MetaTrader 5. More powerful than MT4 but with a smaller EA ecosystem. MT5 supports more order types and better backtesting. Most forex prop firms offer MT5 alongside or instead of MT4.
cTrader. Supports automated trading through cBots (cTrader bots). Not as many pre-built options as MetaTrader, but the platform is gaining traction with prop firms. If your strategy runs as a cBot, check which firms offer cTrader.
DXtrade and Match-Trader. Newer platforms used by some prop firms. EA support varies. Check with the firm directly before assuming your EA will work.
What Happens If You Use an EA Without Permission
Firms detect EA usage through trade analysis. Identical trade patterns across multiple accounts, sub-millisecond execution speeds, and perfectly consistent position sizing are dead giveaways. Some firms also monitor for known EA signatures.
If you use an EA on a firm that bans them, the consequences range from a warning to immediate account termination and forfeiture of any profits. Most firms terminate the account without a second chance.
Is it worth the risk? No. There are enough EA-friendly firms that you do not need to sneak an automated strategy onto one that bans it. Pick one of the firms we rated highest for EA compatibility that welcomes your trading style.
Choosing the Right EA for Prop Firm Trading
If you are going to use an EA for prop firm trading, pick one that aligns with the evaluation rules rather than one that promises the highest returns.
Look for EAs that: have built-in daily loss limits, trade during specific sessions (not 24/7), use fixed lot sizing or low-risk percentage sizing, and have a track record on live accounts, not just backtests.
Avoid EAs that: use Martingale or grid strategies, promise 100% monthly returns, trade during news events, or require you to disable stop-losses to work properly.

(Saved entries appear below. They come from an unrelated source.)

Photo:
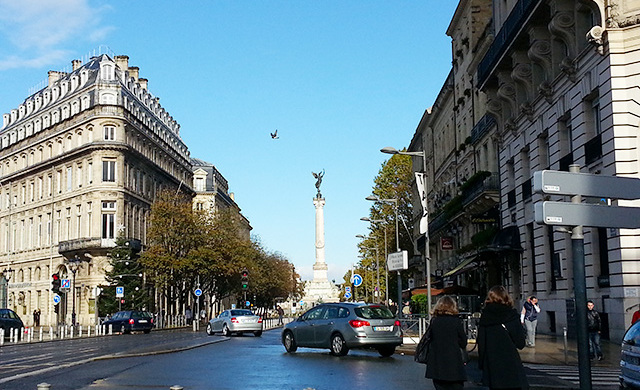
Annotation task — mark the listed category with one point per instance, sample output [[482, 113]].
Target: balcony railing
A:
[[482, 127], [507, 34], [593, 150]]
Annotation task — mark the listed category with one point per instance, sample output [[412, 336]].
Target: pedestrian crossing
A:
[[601, 377]]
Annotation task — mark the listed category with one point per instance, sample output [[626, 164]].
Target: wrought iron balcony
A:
[[507, 34]]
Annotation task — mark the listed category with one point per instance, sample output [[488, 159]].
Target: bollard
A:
[[564, 334]]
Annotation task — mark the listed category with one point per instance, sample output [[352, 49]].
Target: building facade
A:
[[212, 192], [560, 85], [80, 161]]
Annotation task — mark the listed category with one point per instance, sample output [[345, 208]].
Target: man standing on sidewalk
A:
[[529, 318], [593, 326]]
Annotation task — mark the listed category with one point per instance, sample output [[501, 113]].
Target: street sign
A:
[[356, 280], [398, 261], [584, 214], [585, 184], [119, 292]]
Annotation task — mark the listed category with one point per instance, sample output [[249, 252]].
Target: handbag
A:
[[422, 349]]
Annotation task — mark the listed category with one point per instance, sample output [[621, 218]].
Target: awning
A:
[[463, 266]]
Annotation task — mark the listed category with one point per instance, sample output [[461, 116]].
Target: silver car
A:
[[235, 321], [343, 326]]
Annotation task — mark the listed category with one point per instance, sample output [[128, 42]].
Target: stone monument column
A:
[[320, 266]]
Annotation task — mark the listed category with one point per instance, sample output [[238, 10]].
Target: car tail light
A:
[[358, 323]]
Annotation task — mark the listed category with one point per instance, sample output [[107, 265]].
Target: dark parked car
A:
[[342, 326], [131, 321], [630, 358], [9, 320]]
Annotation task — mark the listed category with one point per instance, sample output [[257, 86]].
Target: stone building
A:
[[212, 192], [560, 80], [80, 161]]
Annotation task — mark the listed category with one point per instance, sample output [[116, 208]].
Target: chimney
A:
[[143, 83], [54, 76], [133, 72], [122, 62]]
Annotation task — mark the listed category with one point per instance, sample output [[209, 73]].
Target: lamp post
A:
[[425, 215], [367, 219], [74, 264], [4, 292], [374, 198]]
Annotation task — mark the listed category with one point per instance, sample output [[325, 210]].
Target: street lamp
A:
[[425, 214], [374, 198], [386, 276], [74, 264]]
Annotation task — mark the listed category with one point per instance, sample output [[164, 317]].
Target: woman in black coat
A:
[[444, 359], [500, 335]]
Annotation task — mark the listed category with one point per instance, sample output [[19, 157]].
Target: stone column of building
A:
[[320, 266]]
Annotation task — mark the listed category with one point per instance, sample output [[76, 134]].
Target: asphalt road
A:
[[241, 362]]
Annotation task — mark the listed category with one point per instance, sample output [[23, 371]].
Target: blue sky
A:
[[338, 79]]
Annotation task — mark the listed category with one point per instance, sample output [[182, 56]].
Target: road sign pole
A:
[[580, 291]]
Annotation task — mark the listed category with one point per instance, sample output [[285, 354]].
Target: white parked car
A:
[[235, 321]]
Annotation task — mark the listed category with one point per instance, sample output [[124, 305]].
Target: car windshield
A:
[[241, 313], [374, 312]]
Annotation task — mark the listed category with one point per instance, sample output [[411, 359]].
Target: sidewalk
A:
[[549, 350]]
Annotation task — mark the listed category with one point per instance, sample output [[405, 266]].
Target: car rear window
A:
[[241, 313], [374, 312], [632, 337], [137, 315]]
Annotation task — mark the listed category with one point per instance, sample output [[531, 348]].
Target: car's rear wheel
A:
[[289, 342], [338, 346], [387, 350]]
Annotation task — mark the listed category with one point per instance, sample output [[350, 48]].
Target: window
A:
[[109, 170], [69, 179], [199, 183], [109, 133], [108, 226]]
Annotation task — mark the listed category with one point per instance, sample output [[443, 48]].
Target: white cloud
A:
[[35, 31]]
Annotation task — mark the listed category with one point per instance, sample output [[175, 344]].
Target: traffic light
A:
[[245, 279], [55, 283]]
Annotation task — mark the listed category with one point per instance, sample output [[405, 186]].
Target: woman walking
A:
[[444, 359], [500, 335]]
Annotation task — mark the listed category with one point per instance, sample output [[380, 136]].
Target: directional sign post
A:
[[119, 292], [576, 215]]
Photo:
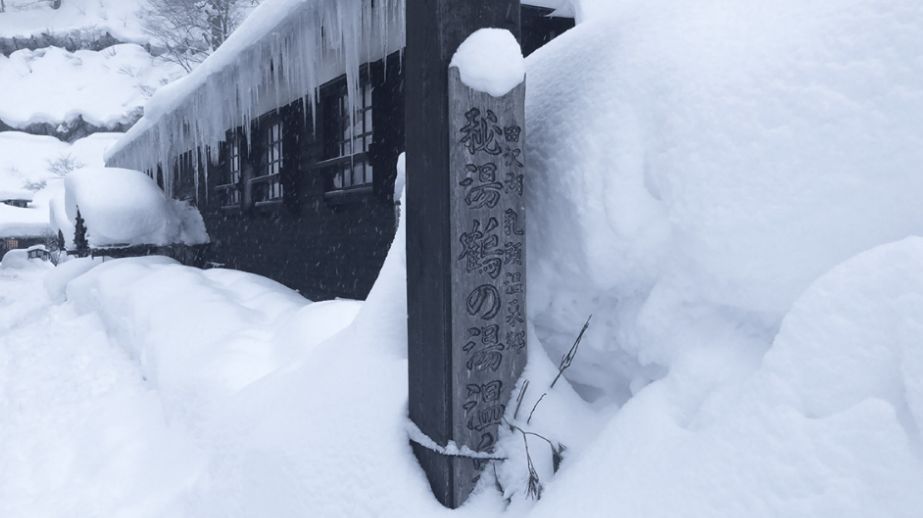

The best EA for prop firm trading is boring. It takes 10-20 pips per trade, risks 0.5-1% per position, and runs for a few hours during the London or New York session. It is not going to make you rich overnight. It is going to pass the evaluation without drama, which is the entire point.
Test your EA on demo first. Run it for at least four weeks with the exact same parameters you plan to use on the evaluation. If it cannot survive four weeks on demo without breaching risk rules, it will not survive the evaluation either.